Dear R-programmer,

I wrote an adapted implementation of the Kennard-Stone algorithm for  
sample selection of multivariate data (R 2.7.1 under MacBook Pro,  
Processor 2.2 GHz Intel Core 2 Duo, Memory 2 GB 667 MHZ DDR2 SDRAM).
I used for the heart of the script three embedded loops. This makes it  
especially for huge datasets very slow. For a datamatrix of 1853*1853  
and the selection of 556 samples needed computation time of more than  
24 hours.
I did some research on vecotrization, but I could not figure out how  
to do it better/faster.
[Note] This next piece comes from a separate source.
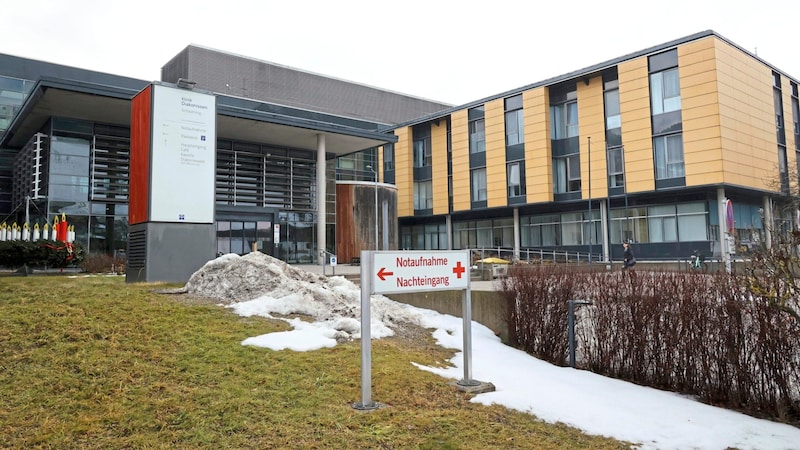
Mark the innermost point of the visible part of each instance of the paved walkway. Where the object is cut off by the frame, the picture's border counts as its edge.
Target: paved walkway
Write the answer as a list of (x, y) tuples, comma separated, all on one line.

Which ways are there to replace the time  
consuming loops?

Here are some information:

# val.n<-24;
# start.b<-matrix(nrow=1812, ncol=20);
# val is a vector of the rownames of 22 in an earlier step chosen  
extrem samples;
# euc<-<-matrix(nrow=1853, ncol=1853); [contains the Euclidean  
distance calculations]

The following calculation of the system.time was for the selection of  
two samples:
system.time(KEN.STO(val.n,start.b,val.start,euc))
    user  system elapsed
  25.294  13.262  38.927

The function:

KEN.STO<-function(val.n,start.b,val,euc){

for(k in 1:val.n){
sum.dist<-c();
for(i in 1:length(start.b[,1])){
        sum<-c();
        for(j in 1:length(val)){
                sum[j]<-euc[rownames(start.b)[i],val[j]]
                }
                sum.dist[i]<-min(sum);
        }
bla<-rownames(start.b)[which(sum.dist==max(sum.dist))]
val<-c(val,bla[1]);
start.b<-start.b[-(which(match(rownames(start.b),val[length(val)])! 
="NA")),];
if(length(val)>=val.n)break;
}
return(val);
}

Regards,

Thomas

Dr. Thomas Terhoeven-Urselmans
Post-Doc Fellow
Soil infrared spectroscopy
World Agroforestry Center (ICRAF)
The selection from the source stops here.